Joseph Mead has written a great article on this issue: Stare Decisis in the Inferior Courts of the United States, 12 Nevada L.J. 787 (2012). Here’s what Professor Mead says about the creation of stare decisis rules in the federal courts:
Notably, circuit courts adopted their own policies without Supreme Court intervention . . . . This reflects a general principle that stare decisis is a decision that is best left to the court at issue, within broad bounds of reasonableness. Each court is uniquely qualified to decide what level of deference to give its own opinions. Each court understands the practicalities and politics present . . . and can weigh the policy considerations accordingly.
And that’s how things have worked in the federal system—not through top-down rulings from the Supreme Court or from acts of Congress, but with each court figuring out its own rules. And (perhaps surprisingly) each court of appeals has slightly different practices for following prior panel decisions or going en banc. But the system seems to work because the structure of the separate courts and their power of review over district courts are both clear.
We don’t have that clarity in Washington. And that lack of structural clarity means the Court of Appeals has not been able to create for itself clear rules of intra- and inter-Division stare decisis. Nor has the Court of Appeals developed clear rules for what opinions from which panels bind lower courts in what counties.

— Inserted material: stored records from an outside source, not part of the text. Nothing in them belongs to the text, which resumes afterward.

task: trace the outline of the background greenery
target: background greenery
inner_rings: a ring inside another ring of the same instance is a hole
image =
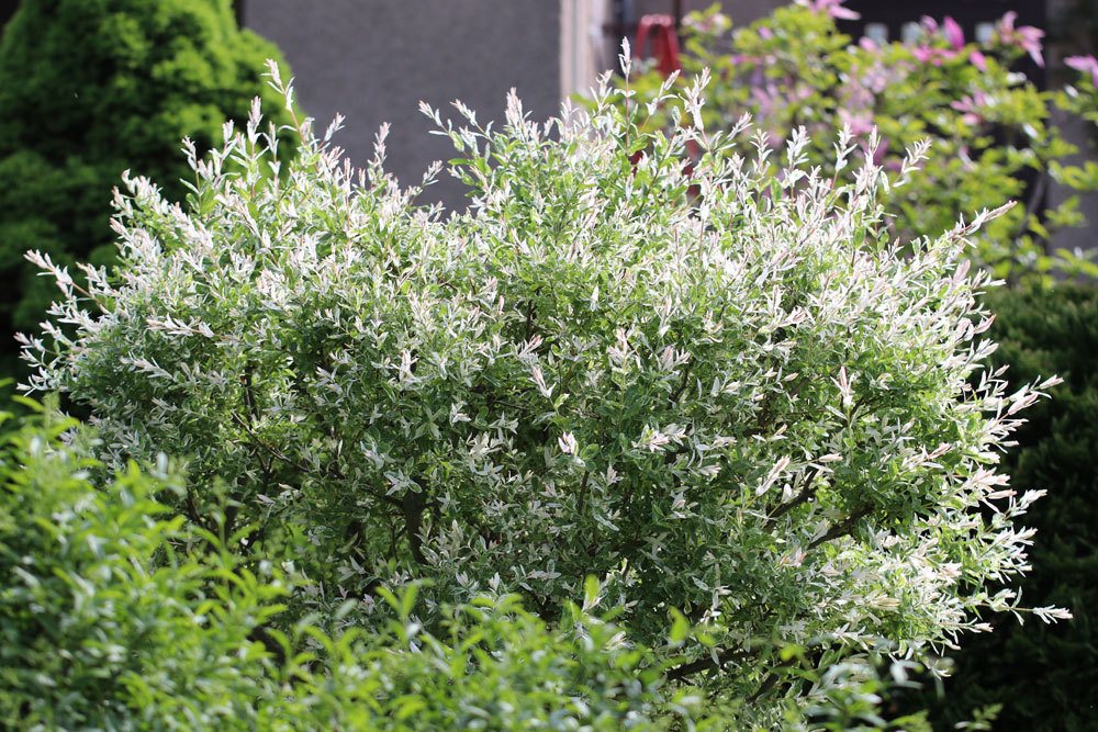
[[[0,373],[57,293],[23,252],[110,262],[123,170],[180,200],[183,137],[219,144],[256,95],[287,121],[267,58],[278,49],[237,26],[229,0],[23,0],[0,41]]]
[[[1000,344],[993,361],[1011,364],[1011,382],[1064,379],[1051,401],[1029,410],[1005,469],[1013,485],[1049,491],[1024,521],[1038,536],[1022,596],[1069,608],[1075,618],[1022,626],[1004,616],[993,621],[995,632],[964,639],[933,717],[946,729],[975,707],[1001,703],[996,729],[1098,729],[1098,290],[1002,291],[988,303]]]

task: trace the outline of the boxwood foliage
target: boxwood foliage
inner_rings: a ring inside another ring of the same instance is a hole
[[[105,206],[123,170],[154,177],[169,199],[190,171],[179,140],[221,143],[264,98],[278,50],[237,27],[229,0],[22,0],[0,41],[0,352],[36,327],[48,283],[27,249],[57,261],[113,257]],[[10,358],[9,358],[10,357]]]
[[[1093,730],[1098,685],[1098,290],[1060,285],[999,292],[988,299],[997,314],[993,357],[1010,363],[1022,384],[1058,373],[1055,398],[1028,413],[1018,448],[1006,459],[1013,481],[1047,488],[1027,523],[1040,530],[1032,573],[1021,583],[1027,601],[1054,604],[1075,615],[1071,623],[996,623],[956,657],[954,678],[939,702],[939,722],[954,722],[974,707],[999,703],[1005,730]],[[922,701],[926,701],[923,699]]]
[[[102,466],[58,440],[71,428],[47,414],[0,437],[4,729],[609,732],[701,716],[592,615],[591,584],[561,630],[515,596],[479,597],[430,635],[411,586],[382,590],[392,620],[370,632],[279,631],[287,587],[269,564],[249,571],[225,550],[238,537],[172,516],[156,498],[181,484],[155,469],[93,481]],[[856,687],[838,692],[832,716],[864,709]]]
[[[383,144],[357,172],[302,124],[280,158],[257,106],[192,156],[186,209],[126,179],[117,280],[87,267],[81,291],[31,255],[63,295],[24,338],[27,388],[89,408],[108,461],[186,457],[195,525],[220,476],[226,530],[313,581],[294,612],[381,622],[379,586],[426,578],[430,627],[485,590],[556,620],[594,575],[639,641],[671,611],[697,629],[660,651],[669,678],[736,724],[781,723],[863,653],[985,629],[1017,605],[985,583],[1024,568],[1040,495],[1005,486],[997,448],[1054,383],[982,371],[965,255],[998,212],[890,241],[876,195],[921,149],[842,183],[798,131],[773,176],[746,122],[706,133],[701,83],[670,135],[617,93],[548,125],[514,95],[500,128],[425,110],[473,196],[449,217]]]

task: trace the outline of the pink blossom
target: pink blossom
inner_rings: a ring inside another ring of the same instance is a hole
[[[1009,46],[1021,48],[1038,66],[1044,68],[1044,57],[1041,55],[1041,38],[1044,37],[1044,31],[1032,25],[1015,27],[1016,20],[1018,13],[1012,10],[1002,16],[999,21],[999,38]]]
[[[861,14],[842,7],[843,0],[811,0],[809,5],[813,10],[826,12],[831,18],[841,21],[856,21]]]
[[[1098,87],[1098,58],[1094,56],[1068,56],[1064,59],[1068,68],[1090,75],[1090,82]]]
[[[869,112],[851,113],[847,110],[839,110],[839,119],[843,125],[850,128],[850,133],[862,136],[873,129],[873,116]]]
[[[945,41],[953,47],[954,50],[960,50],[964,48],[964,31],[957,25],[957,22],[945,16],[942,21],[942,33],[945,35]]]
[[[956,57],[956,54],[952,50],[932,48],[926,45],[916,46],[911,49],[911,54],[920,64],[930,64],[932,66],[941,66],[943,61],[948,61]]]

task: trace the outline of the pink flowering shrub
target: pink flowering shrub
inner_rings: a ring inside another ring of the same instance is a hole
[[[1098,273],[1079,252],[1055,251],[1051,243],[1056,229],[1085,224],[1077,198],[1047,205],[1052,182],[1098,188],[1094,166],[1068,164],[1078,150],[1052,121],[1057,108],[1084,116],[1096,109],[1098,61],[1069,58],[1080,71],[1078,88],[1042,91],[1015,67],[1027,56],[1043,66],[1044,34],[1018,26],[1016,13],[982,43],[966,38],[952,18],[925,18],[909,43],[855,43],[837,25],[855,16],[841,0],[806,0],[731,32],[715,9],[688,16],[683,76],[709,69],[714,77],[706,127],[732,128],[748,113],[774,144],[805,127],[810,159],[828,174],[837,128],[855,136],[876,128],[873,155],[886,169],[898,169],[907,149],[929,140],[923,171],[884,198],[895,236],[935,236],[966,212],[1018,200],[978,237],[978,263],[1010,280]],[[640,102],[651,102],[661,82],[654,71],[628,80]],[[653,123],[672,124],[671,105],[660,109]],[[858,154],[866,150],[863,144]]]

And that’s why I think the Supreme Court in Arnold is stuck. It can’t change the statute that creates a unitary Court of Appeals. It can’t change the rule that allows transfers among the Divisions. It can’t ensure that appeals from Seattle Superior Courts will always go to Division 1. And it can’t create a system for three-judge panels to “overrule” other three-judge panels or a procedure for en banc review. All the Supreme Court can do is create a top-down rule without a legal basis or a structural method of implementation.
So what should the Court do? My recommendation would be two-fold. First, I think the Supreme Court should decline to resolve the stare decisis question in Arnold. It should instead render that question moot by deciding the underlying substantive question. Second, the Supreme Court should ask for a statutory or rule-based change in the structure of the courts of appeals, perhaps by creating an en banc panel among the Divisions or eliminating the ability of cases to be transferred among Divisions. That job would fall to the legislature or to the Court itself in its rulemaking capacity. Whatever rules get implemented, this whole experiment with one court that’s really three courts seems to need a bit of an adjustment. But I don’t think one decision in one case can do the trick.